Typically, high circulating titres of ANCA are seen during active AAV, with subsequent falls during therapy. These observations may support a pathogenic role of ANCA in AAV but on the other hand, ANCA are not detectable in approximately 20% of cases [96]. Moreover, clinical benefit following rituximab therapy is often seen before a significant reduction in ANCA titre [97] and has also been reported in ANCA-negative cases [98]. Additionally, although rituximab efficacy against AAV activity appeared to significantly correspond with the ANCA profile (and CD19 levels) of treated patients [99], the results of a prospective trial (MAINRISTAN2) showed that the attempt to adjust the infusion schedule to ANCA titers (and/or the presence of circulating CD19) was unreliable for relapse prevention [100]. These facts suggest the possibility that ANCA can be some phenomenon accompanying but not necessarily driving the disease. Thus, although a significant improvement has been made in our understanding about the role of ANCA in AAV, their final role in treatment monitoring and therapeutic decision-making needs further investigations.

Conclusions

In conclusion, ANCA have been recognized as an important biomarker to aid diagnosis in patients with AAV, a life-threatening small vessel vasculitis characterized by the presence of ANCA, and renal, lung and upper respiratory tract involvement. Most probably, they are involved in the pathogenesis of AAV, but the exact mechanism is not clear. The etiology and pathogenesis of this complex diseases appear to be multifactorial and involves the interplay of initiating and predisposing environmental and genetic factors, loss of immune tolerance, and mediation of acute injury. The big step forward in AAV research was undoubtedly the sub-classification and phenotyping of these complex diseases, associated with different genetic background, clinical features, treatment response, and prognosis in terms of relapse rate and survival rate.

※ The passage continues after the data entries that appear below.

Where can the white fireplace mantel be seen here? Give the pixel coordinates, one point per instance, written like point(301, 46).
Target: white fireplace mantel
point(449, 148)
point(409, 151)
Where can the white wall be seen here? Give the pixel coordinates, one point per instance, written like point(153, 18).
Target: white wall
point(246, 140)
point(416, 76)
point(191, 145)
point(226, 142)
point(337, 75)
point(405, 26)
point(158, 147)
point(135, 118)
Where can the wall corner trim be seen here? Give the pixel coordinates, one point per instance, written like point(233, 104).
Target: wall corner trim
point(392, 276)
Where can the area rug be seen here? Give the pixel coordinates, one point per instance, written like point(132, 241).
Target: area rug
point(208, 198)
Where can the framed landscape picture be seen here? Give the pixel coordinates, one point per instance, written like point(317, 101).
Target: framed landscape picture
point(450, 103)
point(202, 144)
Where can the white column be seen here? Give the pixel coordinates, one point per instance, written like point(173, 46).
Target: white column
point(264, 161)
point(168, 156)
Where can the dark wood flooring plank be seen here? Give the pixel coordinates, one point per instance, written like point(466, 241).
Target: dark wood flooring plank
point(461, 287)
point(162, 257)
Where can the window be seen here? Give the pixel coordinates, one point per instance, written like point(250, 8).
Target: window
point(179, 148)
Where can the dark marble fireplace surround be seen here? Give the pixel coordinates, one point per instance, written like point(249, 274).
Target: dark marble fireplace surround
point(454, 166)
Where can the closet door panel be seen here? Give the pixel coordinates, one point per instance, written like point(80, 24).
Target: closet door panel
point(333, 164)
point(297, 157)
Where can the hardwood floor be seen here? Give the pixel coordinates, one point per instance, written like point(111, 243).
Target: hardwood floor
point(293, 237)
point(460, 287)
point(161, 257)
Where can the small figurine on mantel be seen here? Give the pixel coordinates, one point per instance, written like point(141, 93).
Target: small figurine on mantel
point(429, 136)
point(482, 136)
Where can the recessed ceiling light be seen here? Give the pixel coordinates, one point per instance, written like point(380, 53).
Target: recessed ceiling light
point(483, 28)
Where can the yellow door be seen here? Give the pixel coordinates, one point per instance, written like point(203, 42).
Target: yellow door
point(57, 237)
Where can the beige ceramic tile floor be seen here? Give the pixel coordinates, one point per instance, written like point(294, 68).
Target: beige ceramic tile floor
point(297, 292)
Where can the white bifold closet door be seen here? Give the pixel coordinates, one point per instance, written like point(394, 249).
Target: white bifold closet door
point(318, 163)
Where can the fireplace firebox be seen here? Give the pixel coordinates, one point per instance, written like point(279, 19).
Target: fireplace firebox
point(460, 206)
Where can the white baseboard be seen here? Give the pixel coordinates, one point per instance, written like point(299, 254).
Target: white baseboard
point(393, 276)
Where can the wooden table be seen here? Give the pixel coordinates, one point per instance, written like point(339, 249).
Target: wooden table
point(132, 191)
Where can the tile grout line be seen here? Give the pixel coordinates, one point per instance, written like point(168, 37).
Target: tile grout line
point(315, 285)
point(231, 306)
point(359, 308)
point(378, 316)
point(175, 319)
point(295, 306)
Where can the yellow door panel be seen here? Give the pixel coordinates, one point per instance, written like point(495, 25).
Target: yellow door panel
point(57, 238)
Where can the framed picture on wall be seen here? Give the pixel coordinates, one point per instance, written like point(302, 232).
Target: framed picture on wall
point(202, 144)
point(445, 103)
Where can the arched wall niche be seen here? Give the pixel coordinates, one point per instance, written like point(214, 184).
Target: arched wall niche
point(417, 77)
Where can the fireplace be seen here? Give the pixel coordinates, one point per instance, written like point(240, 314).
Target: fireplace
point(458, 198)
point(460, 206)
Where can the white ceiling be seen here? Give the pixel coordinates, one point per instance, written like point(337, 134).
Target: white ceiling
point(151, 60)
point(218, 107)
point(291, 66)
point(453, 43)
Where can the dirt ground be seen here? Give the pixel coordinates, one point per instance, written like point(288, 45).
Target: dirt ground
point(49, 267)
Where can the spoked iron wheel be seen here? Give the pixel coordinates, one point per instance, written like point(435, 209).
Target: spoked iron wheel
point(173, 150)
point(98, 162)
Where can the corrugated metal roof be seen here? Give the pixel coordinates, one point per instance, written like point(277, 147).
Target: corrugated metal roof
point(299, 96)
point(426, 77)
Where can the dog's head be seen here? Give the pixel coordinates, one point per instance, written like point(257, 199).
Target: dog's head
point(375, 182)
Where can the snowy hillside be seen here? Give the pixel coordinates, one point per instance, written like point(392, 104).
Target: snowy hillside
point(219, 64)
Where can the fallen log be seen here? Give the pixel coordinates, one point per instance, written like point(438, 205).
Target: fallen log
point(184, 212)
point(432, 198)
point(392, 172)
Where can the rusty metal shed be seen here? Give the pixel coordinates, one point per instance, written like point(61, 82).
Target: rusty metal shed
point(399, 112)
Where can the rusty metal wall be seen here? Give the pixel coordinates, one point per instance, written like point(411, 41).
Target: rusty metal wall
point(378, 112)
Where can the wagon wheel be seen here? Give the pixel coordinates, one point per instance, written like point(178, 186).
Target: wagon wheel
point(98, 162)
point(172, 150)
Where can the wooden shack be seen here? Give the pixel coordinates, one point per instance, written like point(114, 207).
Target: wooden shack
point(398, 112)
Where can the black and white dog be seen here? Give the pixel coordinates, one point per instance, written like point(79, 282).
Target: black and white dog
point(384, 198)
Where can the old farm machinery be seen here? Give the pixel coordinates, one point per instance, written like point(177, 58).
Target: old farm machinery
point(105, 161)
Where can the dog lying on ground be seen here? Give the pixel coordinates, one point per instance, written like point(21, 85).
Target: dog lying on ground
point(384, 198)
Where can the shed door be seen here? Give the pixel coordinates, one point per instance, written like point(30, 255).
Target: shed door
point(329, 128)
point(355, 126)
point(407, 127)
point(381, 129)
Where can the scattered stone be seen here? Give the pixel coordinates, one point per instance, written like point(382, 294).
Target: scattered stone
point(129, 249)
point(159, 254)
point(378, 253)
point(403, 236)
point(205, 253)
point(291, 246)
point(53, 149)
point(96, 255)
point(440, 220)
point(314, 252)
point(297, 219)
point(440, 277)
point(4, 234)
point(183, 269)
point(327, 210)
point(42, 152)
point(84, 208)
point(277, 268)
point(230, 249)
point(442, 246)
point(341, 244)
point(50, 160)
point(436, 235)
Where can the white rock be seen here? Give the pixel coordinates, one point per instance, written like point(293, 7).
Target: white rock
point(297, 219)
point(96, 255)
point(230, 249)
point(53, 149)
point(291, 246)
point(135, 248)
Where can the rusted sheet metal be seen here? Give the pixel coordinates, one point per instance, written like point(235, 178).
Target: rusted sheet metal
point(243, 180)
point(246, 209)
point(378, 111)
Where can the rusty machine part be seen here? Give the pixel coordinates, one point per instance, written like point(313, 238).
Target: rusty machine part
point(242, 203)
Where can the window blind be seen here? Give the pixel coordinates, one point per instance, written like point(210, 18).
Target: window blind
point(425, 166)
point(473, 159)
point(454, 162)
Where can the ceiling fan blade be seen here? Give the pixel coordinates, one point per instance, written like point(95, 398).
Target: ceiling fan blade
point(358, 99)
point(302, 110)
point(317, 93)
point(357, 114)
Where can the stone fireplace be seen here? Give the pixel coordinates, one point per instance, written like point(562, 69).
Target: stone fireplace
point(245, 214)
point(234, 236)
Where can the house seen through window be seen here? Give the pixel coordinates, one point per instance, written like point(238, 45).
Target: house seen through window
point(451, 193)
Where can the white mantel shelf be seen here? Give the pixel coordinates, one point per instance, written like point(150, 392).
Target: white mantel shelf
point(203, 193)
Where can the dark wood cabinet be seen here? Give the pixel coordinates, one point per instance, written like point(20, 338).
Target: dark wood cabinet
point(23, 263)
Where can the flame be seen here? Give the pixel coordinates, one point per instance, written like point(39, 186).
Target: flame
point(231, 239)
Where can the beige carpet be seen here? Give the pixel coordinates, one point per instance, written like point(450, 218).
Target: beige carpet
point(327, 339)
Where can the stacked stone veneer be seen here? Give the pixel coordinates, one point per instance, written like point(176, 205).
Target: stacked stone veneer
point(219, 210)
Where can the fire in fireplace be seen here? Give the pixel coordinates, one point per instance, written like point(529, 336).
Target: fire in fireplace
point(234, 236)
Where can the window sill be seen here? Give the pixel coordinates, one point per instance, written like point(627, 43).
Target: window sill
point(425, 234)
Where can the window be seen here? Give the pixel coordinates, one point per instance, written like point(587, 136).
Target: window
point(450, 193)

Identification of these distinct patients’ subsets may be a first step towards development of precision medicine for AAV, which may be helping to better individualize the treatment in the future. Though ANCA can be used to assess prognosis in patients with AAV, the utility of their serial measurement to predict disease relapse remains controversial. Thus, therapeutic decision to increase immunosuppression should not be based solely on the levels of ANCA titers.